Beaker
Beaker

Reputation: 67

Plotting two lists of different length matplotlib against same x value

I have two numpy.ndarrays, bcmonthly and dailyavg.

bcmonthly has a length of 12 and shape of (12,)

dailyavg has a length of 364 and shape of (364,)

bcmonthy is the monthly average and dailyavg is the daily average. I want to plot the two variables against the x-axis of 12 months.

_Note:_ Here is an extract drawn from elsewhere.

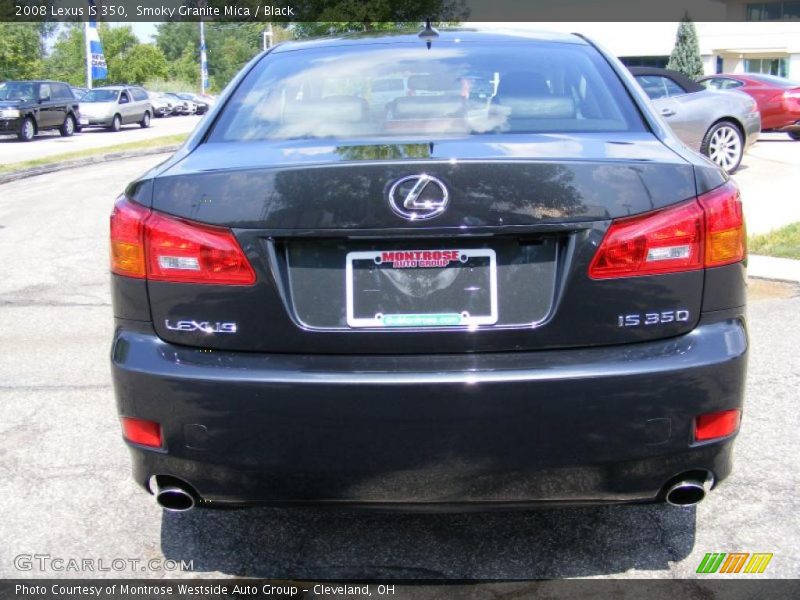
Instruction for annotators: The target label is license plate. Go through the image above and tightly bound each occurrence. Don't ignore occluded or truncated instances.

Plotting bcmonthly has no issue because its shape is 12. However when I plot dailyavg simultaneously I get this error:

ValueError: x and y must have same first dimension, but have shapes (12,) and (364,)

Below is my code:

fig = plt.figure()  
ax1=fig.add_subplot(111)
ax1.plot(months,bcmonthly,'r') #months is a list months=['jan','feb',..etc]
ax2 = ax1.twinx()
ax2.plot(months, dailyavg)   
plt.show()

Upvotes: 1

Views: 2482

Answers (2)

Ghost
Ghost

Reputation: 248

If you want to plot the daily averages on the same plot with the monthly averages, it may be easier to construct two arrays and plot them both against an array of days and then handle the labeling yourself. Something like this

import matplotlib.pyplot as plt
import numpy as np

bcmonthly = np.random.rand(12)    # Creates some random example data,
dailyavg = np.random.rand(365)    # use your own data in place of this
days = np.linspace(0, 364, 365)
months = ['January', 'February', 'March', 'April', 'May',
          'June', 'July', 'August', 'September',
          'October', 'November', 'December']

lmonths = [0, 2, 4, 6, 7, 9, 11]
smonths = [3, 5, 8, 10]
month_idx = list()
idx = -15      # Puts the month avg and label in the center of the month
for jj in range(len(months)):
    if jj in lmonths:
        idx += 31
        month_idx.append(idx)
    elif jj in smonths:
        idx += 30
        month_idx.append(idx)
    elif jj == 1:
        idx += 28
        month_idx.append(idx)

fig = plt.figure(figsize=(10,4), dpi=300)  
plt.plot(month_idx,bcmonthly,'r')
plt.plot(days, dailyavg, ':', linewidth=1)
plt.xlim([-1,366])
plt.title("Monthly and Daily Averages")
plt.xticks(month_idx, months, rotation=45)
plt.show()

Which gives you Daily and Monthly averages

Alternatively, you can use the object-oriented approach of ax.plot(), but that requires you to specify the tick labels and positions separately,

import matplotlib.pyplot as plt
import numpy as np

bcmonthly = np.random.rand(12)
dailyavg = np.random.rand(365)
days = np.linspace(0, 364, 365)
months = ['January', 'February', 'March', 'April', 'May',
          'June', 'July', 'August', 'September',
          'October', 'November', 'December']

lmonths = [0, 2, 4, 6, 7, 9, 11]
smonths = [3, 5, 8, 10]
month_idx = list()
idx = -15      # Puts the month avg and label in the center of the month
for jj in range(len(months)):
    if jj in lmonths:
        idx += 31
        month_idx.append(idx)
    elif jj in smonths:
        idx += 30
        month_idx.append(idx)
    elif jj == 1:
        idx += 28
        month_idx.append(idx)

fig = plt.figure(figsize=(10,4), dpi=300)  
ax1 = fig.add_subplot(111)
ax1.plot(month_idx,bcmonthly,'r')
ax2 = ax1.twinx()
ax2.plot(days, dailyavg, ':', linewidth=1)
plt.xlim([-1,366])
plt.title("Monthly and Daily Averages")
ax1.set_xticklabels(months, rotation=45)
ax1.set_xticks(month_idx)
plt.show()

Upvotes: 1

mostsquares
mostsquares

Reputation: 933

When plotting months vs dailyavg, you need to extend months to have length 364 -- Matplotlib cannot decide for you which of the 12 x-values in months to assign each of the 364 daily averages to, but you can supply that information yourself by making a list of x-values of the appropriate length.

So, in this case, it seems like that would mean making a list containing "January" 31 times, then "February" 28 times, and so on... until you hit length 364 (depending on which day is missing?)